We acknowledge that this study has several limitations. First, although the Db mouse model used in the present study is the most widely used model of T2D, the monogenetic underpinnings of this model are not a perfect representation of T2D in humans. Different T2D mouse models, e.g., db/db mice and streptozotocin-induced diabetic mice, may exhibit different gut microbiome profile. Second, for FMT, we used the entire fecal content, which includes bacteria, fungi, viruses, metabolites from bacteria and undigested food. Therefore, it is not clear which component of the feces exerts effects against ischemic stroke injury. The elevated concentration of butyrate in the SB-treated group may have partially resulted from SB in the drinking water. Third, even though we confirmed that SB remodels the gut microbiota of Db mice to afford neuroprotection against cerebral ischemia injury, we did not explore the underlying mechanism. It is believed that intestine-derived T cells play a vital role in brain injury after stroke, and future studies investigating the immune status of T2D treated with SB might shed light on the underlying mechanism.

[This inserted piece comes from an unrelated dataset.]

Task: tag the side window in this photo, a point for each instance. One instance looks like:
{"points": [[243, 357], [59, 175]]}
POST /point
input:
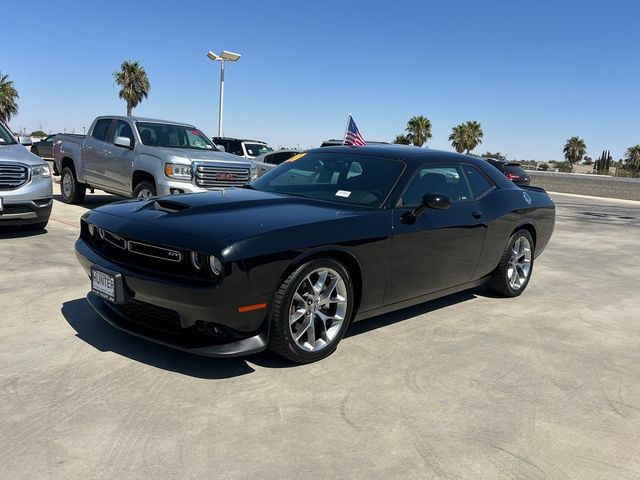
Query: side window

In conclusion, our findings demonstrate that SB is sufficient to shape the gut microbiota of Db mice and elevate the fecal concentration of butyrate, which alleviates diabetes-related symptoms. Restoration of the gut microbiota of T2D mice by SB can protect the BBB and reduce cerebral infarct volume. This study provides the first experimental evidence that the microbiota composition can be therapeutically exploited to protect against cerebral ischemia injury in patients with T2D. However, future studies are required to elucidate the underlying mechanism.